Nadszedł czas ekspertów, żmudnego ustalania szczegółów, gdyż strategiczne decyzje już zostały podjęte - powiedział dziś na Jasnej Górze przewodniczący Kościelnej Komisji Konkordatowej abp Stanisław Budzik. Przed rozpoczęciem spotkania biskupów diecezjalnych wyjaśnił on, że negocjacje ze stroną rządową wchodzą w nowy etap.
Abp Budzik przypomniał, że z obu stron - kościelnej i państwowej - zostało powiedziane "tak" co do nowego sposobu wsparcia finansowania Kościoła, a teraz czeka je żmudna praca nad ustaleniem szczegółów, dyskusja, jak wprowadzić w życie przepisy w sposób, zapewniający wolność zadecydowania o fragmencie podatku, który państwo dało w tej dziedzinie podatnikom. I realizować tak, aby można było zgodnie z przepisami to wszystko przeprowadzić i sprawiedliwie podzielić.
"Chcę przypomnieć, że jest to maleńki fragment tych środków, których Kościół potrzebuje dla swojego funkcjonowania. Polegamy na ofiarności wiernych. Głównym źródłem rozwiązania problemów finansowych Kościoła to ofiarność wiernych i wierni to wspaniale w Polsce robią, troszczą się o swoje kościoły, bardzo często zabytkowe, wymagające nieustannych remontów, troszczą się o to, aby były możliwości działań apostolskich. Oczywiste jest, że wszystko to ma swój aspekt ekonomiczny i finansowy i to jest fakt" - stwierdził abp Budzik.

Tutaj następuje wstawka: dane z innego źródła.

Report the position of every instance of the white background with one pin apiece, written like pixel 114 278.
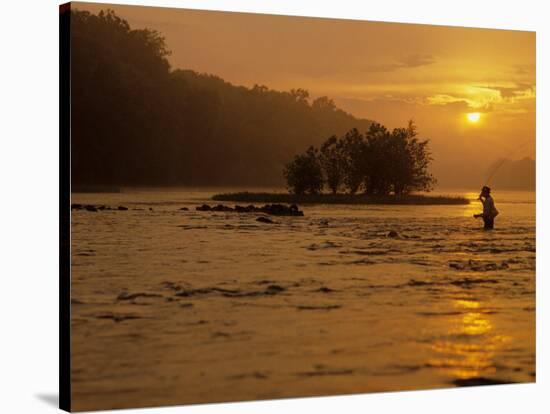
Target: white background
pixel 29 204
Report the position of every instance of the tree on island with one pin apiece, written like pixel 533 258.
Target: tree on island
pixel 380 162
pixel 304 175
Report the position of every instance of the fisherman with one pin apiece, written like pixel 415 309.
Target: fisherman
pixel 489 210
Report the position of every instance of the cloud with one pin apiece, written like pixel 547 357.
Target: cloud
pixel 520 90
pixel 410 61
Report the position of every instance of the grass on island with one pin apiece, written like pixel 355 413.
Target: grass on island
pixel 415 199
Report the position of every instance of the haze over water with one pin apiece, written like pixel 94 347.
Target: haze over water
pixel 174 307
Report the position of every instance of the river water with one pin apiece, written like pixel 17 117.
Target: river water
pixel 179 307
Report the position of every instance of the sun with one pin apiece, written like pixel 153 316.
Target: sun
pixel 473 116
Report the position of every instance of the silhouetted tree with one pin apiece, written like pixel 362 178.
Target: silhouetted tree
pixel 381 162
pixel 353 155
pixel 136 121
pixel 304 174
pixel 332 163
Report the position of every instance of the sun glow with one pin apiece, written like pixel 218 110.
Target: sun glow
pixel 473 116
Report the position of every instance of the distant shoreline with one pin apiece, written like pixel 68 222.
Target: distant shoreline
pixel 340 199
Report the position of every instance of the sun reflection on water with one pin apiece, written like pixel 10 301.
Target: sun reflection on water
pixel 471 344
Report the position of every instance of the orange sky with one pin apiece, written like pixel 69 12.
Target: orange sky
pixel 388 72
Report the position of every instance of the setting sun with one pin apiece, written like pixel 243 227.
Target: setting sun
pixel 473 116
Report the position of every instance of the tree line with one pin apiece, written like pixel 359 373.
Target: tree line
pixel 137 121
pixel 378 162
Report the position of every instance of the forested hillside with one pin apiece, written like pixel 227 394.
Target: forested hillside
pixel 137 121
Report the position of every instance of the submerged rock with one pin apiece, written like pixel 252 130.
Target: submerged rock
pixel 272 209
pixel 478 266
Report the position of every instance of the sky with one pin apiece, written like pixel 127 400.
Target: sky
pixel 387 72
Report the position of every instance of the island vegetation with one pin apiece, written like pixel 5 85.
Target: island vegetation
pixel 378 167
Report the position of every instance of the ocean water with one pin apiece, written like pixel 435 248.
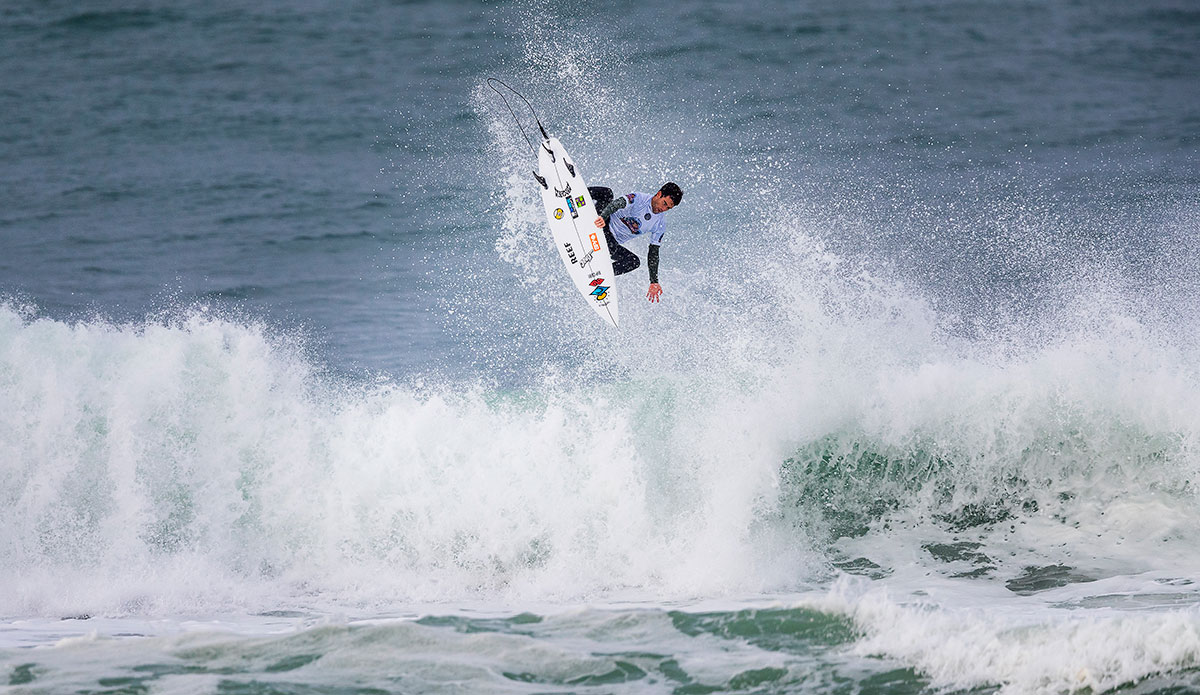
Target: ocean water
pixel 295 396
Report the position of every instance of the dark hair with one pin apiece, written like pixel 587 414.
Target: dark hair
pixel 671 191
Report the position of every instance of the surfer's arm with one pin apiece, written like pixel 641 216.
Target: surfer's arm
pixel 652 262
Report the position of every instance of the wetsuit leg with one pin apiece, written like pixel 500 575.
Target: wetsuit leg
pixel 623 259
pixel 601 196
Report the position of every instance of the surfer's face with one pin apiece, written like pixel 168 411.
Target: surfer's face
pixel 660 203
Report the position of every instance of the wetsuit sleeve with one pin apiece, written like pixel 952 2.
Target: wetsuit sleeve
pixel 617 204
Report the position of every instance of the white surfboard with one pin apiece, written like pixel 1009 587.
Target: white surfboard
pixel 571 215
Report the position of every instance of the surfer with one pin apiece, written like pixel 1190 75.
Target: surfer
pixel 636 214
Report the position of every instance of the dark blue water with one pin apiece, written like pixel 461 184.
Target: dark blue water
pixel 329 167
pixel 287 360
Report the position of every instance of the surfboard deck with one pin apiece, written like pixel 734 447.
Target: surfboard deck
pixel 571 215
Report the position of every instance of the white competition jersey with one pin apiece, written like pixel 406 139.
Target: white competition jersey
pixel 636 220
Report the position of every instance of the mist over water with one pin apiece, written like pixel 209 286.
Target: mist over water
pixel 918 411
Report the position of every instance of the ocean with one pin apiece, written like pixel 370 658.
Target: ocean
pixel 295 396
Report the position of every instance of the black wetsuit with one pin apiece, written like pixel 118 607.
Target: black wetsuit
pixel 623 259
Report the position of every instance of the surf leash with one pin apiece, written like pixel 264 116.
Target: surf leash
pixel 515 119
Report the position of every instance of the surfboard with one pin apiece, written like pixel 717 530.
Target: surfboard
pixel 571 215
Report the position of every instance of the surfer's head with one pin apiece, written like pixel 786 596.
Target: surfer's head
pixel 667 197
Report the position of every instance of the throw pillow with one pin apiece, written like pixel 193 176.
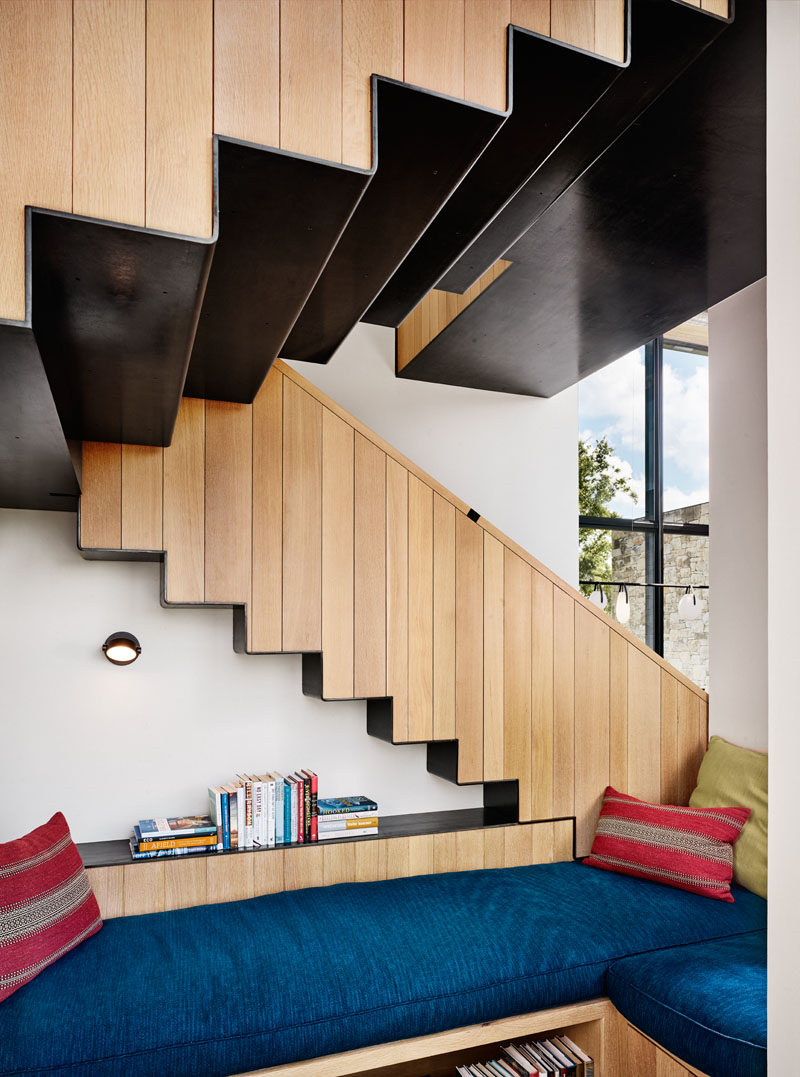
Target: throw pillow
pixel 46 905
pixel 688 848
pixel 730 774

Podkreślił, że jest to mały ułamek na funkcjonowanie tysięcy zabytkowych kościołów, które trzeba ustawicznie utrzymywać aby to piękno, które nasi przodkowie wydobyli zachować i uratować dla kultury ważne dzieła, żeby prowadzić akcje charytatywną i edukacyjną. To są ogromne środki w porównaniu z tym, co reprezentuje Fundusz Kościelny. - I dlatego dalej będziemy polegać na ofiarności wiernych i dalej będziemy współpracować z różnymi instytucjami, ponieważ Kościół prowadzi działalność edukacyjną czy charytatywną i robi to na całym świecie z wielkim powodzeniem, skutecznie i oszczędnie organizuje szkoły katolickie czy instytucje opieki nad niepełnosprawnymi, starymi czy dziećmi. Kościół robi to dobrze i będzie robił to też w Polsce.
Reklama
Metropolita lubelski stwierdził też, że Kościół nie musi walczyć o odpis pół procenta, ponieważ nie jest instytucją pożytku publicznego. Ten jeden procent na instytucje pożytku publicznego to co innego i Kościół nie będzie musiał walczyć, ale będzie zabiegał o to, aby katolicy przypomnieli sobie, że jedno z przykazań kościelnych zobowiązuje ich do troski o Kościół. Będzie on też musiał rozliczyć się z tego, powiedzieć, na co te środki poszły, bo dzisiaj ludzie lubią wiedzieć, na co wydają pieniądze. Tak jest w życiu parafialnym - jeżeli ksiądz proboszcz prowadzi jakąś potrzebną inwestycję i robi to bardzo ofiarnie, i mówi dokładnie na co to idzie, to ludzie są ofiarni. - Żyjemy w czasach, w których ta przejrzystość jest potrzebna we wszystkich dziedzinach i chętnie będziemy się z tego rozliczać - podkreślił abp Budzik.
Poinformował też, że w trakcie dzisiejszych obrad biskupi się dowiedzą jakie są wyniki zespołów roboczych, które rozmawiały w tym czasie i być może po dzisiejszym spotkaniu, bo takie są sygnały, będzie kolejne spotkanie u ministra Michała Boniego, na którym strona kościelna będzie mówić o szczegółach. Dziś księża biskupi będą poinformowani jakie były efekty dotychczasowych rozmów ekspertów. - Teraz jest czas na działanie ekspertów, ci, co mieli podjąć decyzję strategiczną już ją podjęli - stwierdził abp Budzik.